# Don't know what to believe anymore...



## Plan 9 from OS (Jul 13, 2012)

Seems like most of the threads started by a BH are trolls. You either see a story about a WW with extreme over the top behavior like getting nipple piercings, prenups to protect brothers of a BH, BH's that are so dumb that they look like they are intentionally ignoring signs of an affair, BH's that look beyond weak on the doormat scale...

I think almost all of these threads are trolls anymore. That's sad, but whatever. At this point, I hope the next troll thread is more entertaining and better written than some of the earlier ones. We need more trolls about their WW's being permanently stretched out by bigger penises, BH's that are on the cusp of living in cardboard boxes, etc. Maybe someone will start a great troll that involves a cult. That would be different...

If we're seeing the same trolls, can't there be an IP ban applied to stop the troll once and for all???


----------



## anchorwatch (Mar 5, 2012)

In today's digital world, it's common to have multiple IP addresses.

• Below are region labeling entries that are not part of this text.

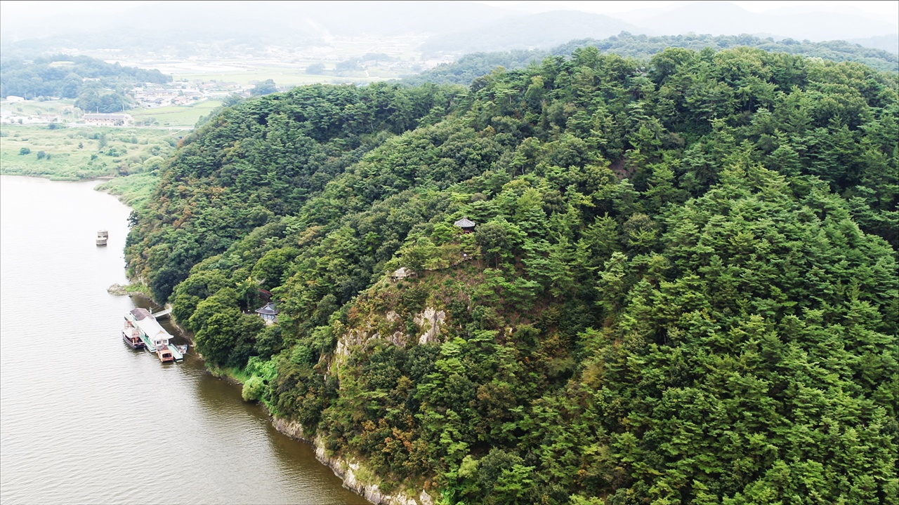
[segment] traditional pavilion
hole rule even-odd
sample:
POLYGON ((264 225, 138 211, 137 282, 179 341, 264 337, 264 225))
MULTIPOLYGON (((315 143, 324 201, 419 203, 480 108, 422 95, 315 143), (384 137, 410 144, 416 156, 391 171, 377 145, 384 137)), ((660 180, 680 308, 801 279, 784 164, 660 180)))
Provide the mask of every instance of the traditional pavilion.
POLYGON ((400 267, 390 274, 390 280, 396 282, 397 280, 413 277, 418 277, 418 274, 405 267, 400 267))
POLYGON ((462 228, 462 231, 467 234, 470 234, 471 232, 475 231, 475 226, 476 226, 477 224, 475 223, 474 221, 469 220, 467 217, 462 217, 458 221, 453 223, 453 226, 462 228))
POLYGON ((265 306, 257 308, 256 314, 263 318, 266 324, 271 324, 278 321, 278 309, 275 308, 274 302, 269 302, 265 304, 265 306))

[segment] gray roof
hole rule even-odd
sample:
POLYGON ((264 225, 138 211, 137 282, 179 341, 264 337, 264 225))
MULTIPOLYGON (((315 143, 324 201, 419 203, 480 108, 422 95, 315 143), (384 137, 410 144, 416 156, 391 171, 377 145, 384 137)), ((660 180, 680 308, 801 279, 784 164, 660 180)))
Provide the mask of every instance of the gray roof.
POLYGON ((256 314, 263 314, 265 315, 278 315, 278 309, 275 308, 274 302, 269 302, 265 304, 265 306, 256 309, 256 314))

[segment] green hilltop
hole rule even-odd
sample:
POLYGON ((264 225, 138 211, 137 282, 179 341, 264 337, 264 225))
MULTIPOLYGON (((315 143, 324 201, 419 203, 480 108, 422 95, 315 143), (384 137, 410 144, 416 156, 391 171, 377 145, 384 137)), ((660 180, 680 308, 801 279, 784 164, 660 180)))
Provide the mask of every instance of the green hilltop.
POLYGON ((895 503, 897 90, 592 47, 470 86, 298 87, 182 141, 129 273, 386 493, 895 503))

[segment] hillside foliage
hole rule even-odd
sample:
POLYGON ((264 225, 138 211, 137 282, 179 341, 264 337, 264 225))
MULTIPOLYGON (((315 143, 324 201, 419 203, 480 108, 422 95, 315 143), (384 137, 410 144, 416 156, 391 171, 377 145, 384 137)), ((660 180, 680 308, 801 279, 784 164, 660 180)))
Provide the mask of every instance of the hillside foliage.
POLYGON ((831 61, 854 61, 863 63, 876 70, 899 71, 899 57, 882 49, 865 48, 843 40, 812 42, 784 39, 774 40, 752 35, 632 35, 626 31, 607 39, 583 39, 572 40, 552 49, 517 49, 511 51, 476 52, 465 55, 453 63, 440 65, 435 68, 410 75, 405 79, 410 84, 438 83, 467 85, 476 77, 489 74, 494 68, 503 66, 514 70, 539 63, 547 56, 569 57, 578 49, 594 47, 604 54, 617 54, 624 58, 648 60, 668 48, 682 48, 694 51, 705 49, 722 50, 737 47, 756 48, 769 52, 788 53, 808 58, 820 58, 831 61))
POLYGON ((183 139, 127 259, 386 492, 895 503, 897 89, 592 47, 467 88, 296 88, 183 139))

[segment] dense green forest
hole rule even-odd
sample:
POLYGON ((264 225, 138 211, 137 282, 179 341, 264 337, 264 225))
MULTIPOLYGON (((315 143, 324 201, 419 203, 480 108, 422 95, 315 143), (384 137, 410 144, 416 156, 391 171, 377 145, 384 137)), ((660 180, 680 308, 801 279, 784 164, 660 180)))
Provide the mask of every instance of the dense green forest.
POLYGON ((56 55, 31 61, 0 62, 0 96, 27 99, 56 96, 76 99, 85 111, 116 112, 130 101, 127 92, 144 83, 172 81, 158 70, 145 70, 106 63, 86 56, 56 55))
POLYGON ((126 255, 245 398, 382 491, 896 503, 897 90, 594 47, 296 88, 186 137, 126 255))
POLYGON ((899 57, 896 55, 842 40, 823 42, 798 41, 792 39, 774 40, 770 38, 761 39, 752 35, 690 34, 650 37, 622 32, 601 40, 592 39, 572 40, 551 50, 531 49, 468 54, 456 62, 441 65, 416 75, 410 75, 405 78, 405 82, 410 84, 467 84, 475 78, 489 74, 497 66, 503 66, 507 70, 523 68, 531 63, 539 62, 547 56, 570 57, 575 49, 588 46, 595 47, 603 53, 641 59, 648 59, 667 48, 683 48, 701 51, 706 48, 720 50, 735 47, 750 47, 769 52, 822 58, 832 61, 855 61, 864 63, 877 70, 899 71, 899 57))

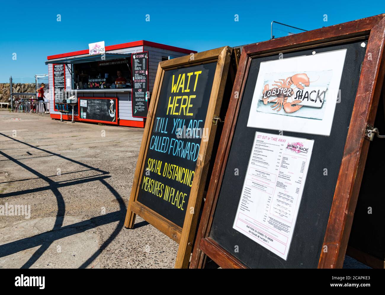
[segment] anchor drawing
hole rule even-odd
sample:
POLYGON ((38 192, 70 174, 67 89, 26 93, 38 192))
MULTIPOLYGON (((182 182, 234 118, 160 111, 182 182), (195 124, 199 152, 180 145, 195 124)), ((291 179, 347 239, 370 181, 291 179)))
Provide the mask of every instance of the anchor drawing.
POLYGON ((110 106, 110 109, 108 111, 108 113, 110 114, 110 117, 111 118, 114 118, 112 121, 115 121, 115 112, 116 110, 115 111, 112 111, 112 106, 114 105, 114 100, 110 99, 110 102, 111 103, 111 105, 110 106))

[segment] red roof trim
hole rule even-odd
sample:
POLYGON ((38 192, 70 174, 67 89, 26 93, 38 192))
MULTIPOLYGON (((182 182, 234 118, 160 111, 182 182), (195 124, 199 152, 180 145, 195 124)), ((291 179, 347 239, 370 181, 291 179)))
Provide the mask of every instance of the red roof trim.
MULTIPOLYGON (((128 48, 130 47, 135 47, 136 46, 146 46, 151 47, 154 47, 156 48, 160 48, 165 50, 170 50, 172 51, 176 51, 177 52, 182 52, 188 54, 191 52, 196 53, 196 51, 193 50, 189 50, 184 48, 180 48, 179 47, 174 47, 174 46, 170 46, 168 45, 165 45, 160 43, 156 43, 155 42, 150 42, 148 41, 141 40, 141 41, 136 41, 133 42, 129 42, 127 43, 122 43, 118 44, 116 45, 109 45, 105 47, 105 51, 108 51, 110 50, 116 50, 117 49, 121 49, 123 48, 128 48)), ((88 54, 89 51, 88 49, 84 50, 80 50, 78 51, 73 51, 72 52, 67 52, 67 53, 63 53, 60 54, 55 54, 53 55, 49 55, 47 57, 47 59, 61 59, 64 57, 68 57, 70 56, 75 56, 75 55, 81 55, 84 54, 88 54)))
POLYGON ((175 47, 174 46, 170 46, 168 45, 165 45, 160 43, 156 43, 155 42, 151 42, 149 41, 143 41, 143 45, 145 46, 150 46, 150 47, 154 47, 156 48, 160 48, 161 49, 165 50, 170 50, 171 51, 176 51, 177 52, 182 52, 186 53, 187 54, 189 54, 190 53, 196 53, 198 51, 194 50, 189 50, 184 48, 180 48, 179 47, 175 47))

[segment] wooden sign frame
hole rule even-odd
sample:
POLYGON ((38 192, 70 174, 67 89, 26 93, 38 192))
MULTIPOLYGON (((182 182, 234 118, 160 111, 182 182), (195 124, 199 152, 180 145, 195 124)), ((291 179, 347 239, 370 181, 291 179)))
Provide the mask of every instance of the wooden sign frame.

Due to the site's content, I don't see it being stopped. 

I do believe the moderators do a decent job with it.


----------



## Plan 9 from OS (Jul 13, 2012)

I agree that the mods to a good job. I guess we just have to live with the notion that an infidelity forum is a magnet to trolls.


----------



## NextTimeAround (Dec 15, 2011)

I've been thinking that some of the recent threads are trollish. They add detail that is immaterial to the issue. "yes, the dinner was yummy" or some such. 

And they are profiles with very low numbers.

just ignore the,.


----------